Popular YouTube filmmaker and VFX artist Freddie Wong released this video a couple of days ago that has a lot of people talking. It’s titled “Why CG Sucks (Except It Doesn’t).” Over the course of 7.5 minutes, Wong argues that computer generated visual effects often get a bad rap because it’s the bad CG that everyone notices — by definition, good CG is largely invisible to audiences.
It seems that much of what he says and shows can be applied to photography and Photoshop retouching/manipulation as well (for certain areas of photography, at least… not photojournalism). Here are some quotes from the video that we changed to be about photography rather than filmmaking, and Photoshop rather than CG:
“I think the reason we think Photoshopping looks bad is because we only see bad Photoshopping. Amazing, wonderfully executed Photoshopping is everywhere, you just don’t know it. When done well and paired with solid storytelling, you will rarely notice that what you’re looking at was churned out by some dirty, soulless computer…”

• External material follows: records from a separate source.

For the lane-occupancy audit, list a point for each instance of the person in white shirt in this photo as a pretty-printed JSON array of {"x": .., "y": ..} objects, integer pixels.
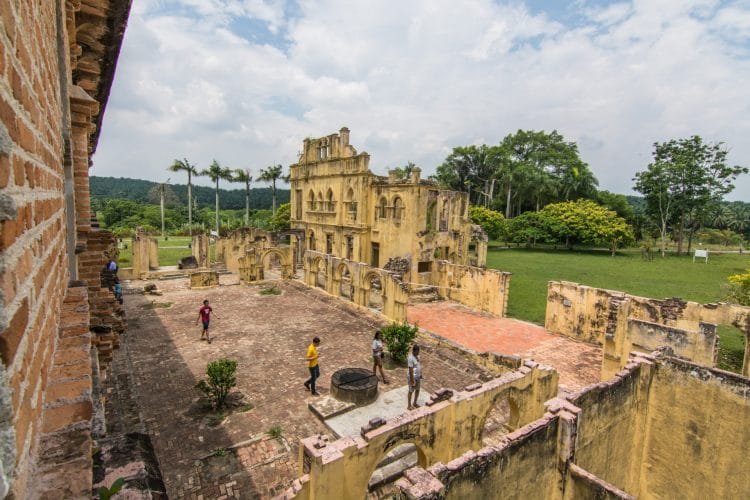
[
  {"x": 377, "y": 355},
  {"x": 414, "y": 377}
]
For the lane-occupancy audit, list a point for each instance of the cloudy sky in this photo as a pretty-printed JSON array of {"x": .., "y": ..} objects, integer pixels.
[{"x": 245, "y": 81}]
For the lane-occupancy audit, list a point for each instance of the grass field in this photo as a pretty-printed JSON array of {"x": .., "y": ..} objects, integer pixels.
[
  {"x": 170, "y": 251},
  {"x": 671, "y": 276}
]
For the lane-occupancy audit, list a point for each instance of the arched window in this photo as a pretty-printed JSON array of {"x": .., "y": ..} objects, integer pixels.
[
  {"x": 382, "y": 206},
  {"x": 311, "y": 200},
  {"x": 398, "y": 208},
  {"x": 444, "y": 216},
  {"x": 351, "y": 204}
]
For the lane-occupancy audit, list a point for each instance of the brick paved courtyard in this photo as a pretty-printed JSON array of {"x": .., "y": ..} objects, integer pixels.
[
  {"x": 578, "y": 363},
  {"x": 203, "y": 455}
]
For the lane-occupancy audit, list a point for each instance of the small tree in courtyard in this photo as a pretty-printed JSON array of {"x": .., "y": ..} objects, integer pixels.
[
  {"x": 221, "y": 379},
  {"x": 398, "y": 337}
]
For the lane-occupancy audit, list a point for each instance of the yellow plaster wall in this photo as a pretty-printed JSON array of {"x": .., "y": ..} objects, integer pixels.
[
  {"x": 340, "y": 178},
  {"x": 611, "y": 426},
  {"x": 483, "y": 289},
  {"x": 622, "y": 322},
  {"x": 522, "y": 468},
  {"x": 145, "y": 254},
  {"x": 440, "y": 432},
  {"x": 204, "y": 279},
  {"x": 697, "y": 439},
  {"x": 393, "y": 292}
]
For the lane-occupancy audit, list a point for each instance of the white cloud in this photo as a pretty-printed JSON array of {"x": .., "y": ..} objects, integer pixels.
[{"x": 414, "y": 79}]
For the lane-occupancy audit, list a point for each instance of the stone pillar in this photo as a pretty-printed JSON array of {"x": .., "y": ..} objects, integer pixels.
[
  {"x": 153, "y": 254},
  {"x": 201, "y": 249},
  {"x": 82, "y": 108},
  {"x": 140, "y": 246},
  {"x": 481, "y": 253}
]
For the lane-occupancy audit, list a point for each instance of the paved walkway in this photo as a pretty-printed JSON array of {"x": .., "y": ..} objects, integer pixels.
[
  {"x": 578, "y": 363},
  {"x": 204, "y": 454}
]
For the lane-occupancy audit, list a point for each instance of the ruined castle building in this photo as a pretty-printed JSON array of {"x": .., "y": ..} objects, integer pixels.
[
  {"x": 57, "y": 63},
  {"x": 349, "y": 212}
]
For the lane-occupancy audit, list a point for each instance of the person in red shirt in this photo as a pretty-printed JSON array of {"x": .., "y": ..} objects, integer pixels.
[{"x": 204, "y": 314}]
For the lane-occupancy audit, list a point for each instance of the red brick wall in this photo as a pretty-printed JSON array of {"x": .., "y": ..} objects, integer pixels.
[{"x": 33, "y": 253}]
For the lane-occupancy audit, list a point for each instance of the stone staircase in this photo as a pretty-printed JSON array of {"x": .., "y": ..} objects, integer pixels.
[
  {"x": 419, "y": 294},
  {"x": 390, "y": 469}
]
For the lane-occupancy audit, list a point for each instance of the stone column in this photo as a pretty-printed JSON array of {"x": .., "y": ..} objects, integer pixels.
[{"x": 82, "y": 108}]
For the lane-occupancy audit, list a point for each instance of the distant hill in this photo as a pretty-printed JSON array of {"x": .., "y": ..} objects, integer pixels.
[{"x": 138, "y": 190}]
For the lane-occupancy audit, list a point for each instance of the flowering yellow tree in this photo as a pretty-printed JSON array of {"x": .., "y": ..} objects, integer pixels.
[{"x": 739, "y": 288}]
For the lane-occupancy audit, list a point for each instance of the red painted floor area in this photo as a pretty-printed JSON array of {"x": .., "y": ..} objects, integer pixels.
[{"x": 578, "y": 363}]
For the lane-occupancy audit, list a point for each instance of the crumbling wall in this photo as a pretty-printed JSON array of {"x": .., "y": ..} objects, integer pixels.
[
  {"x": 697, "y": 439},
  {"x": 622, "y": 322},
  {"x": 204, "y": 279},
  {"x": 483, "y": 289},
  {"x": 522, "y": 467},
  {"x": 688, "y": 439},
  {"x": 611, "y": 426},
  {"x": 145, "y": 254},
  {"x": 201, "y": 249},
  {"x": 360, "y": 275},
  {"x": 64, "y": 469},
  {"x": 441, "y": 431}
]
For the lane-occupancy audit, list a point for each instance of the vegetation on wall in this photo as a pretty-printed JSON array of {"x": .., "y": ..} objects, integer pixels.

“Great Photoshopping serves story and character, and in doing so is, by its very definition, invisible.”
“So maybe the reason people seem to think Photoshopping is ruining photography isn’t a problem with the Photoshopping. Maybe it’s just a problem with the photos themselves. Because ‘Photoshopping’ has, from the beginning of photography, always been a part of this art form.
And Photoshopping, just like any innovation in photography, is simply a tool on the photographer’s tool belt to tell a story. But when the end result is bad, maybe it’s really not the tool’s fault — maybe it’s on the photographer to use the tool wisely.”
What do you think? Do Wong’s arguments hold for photography as well?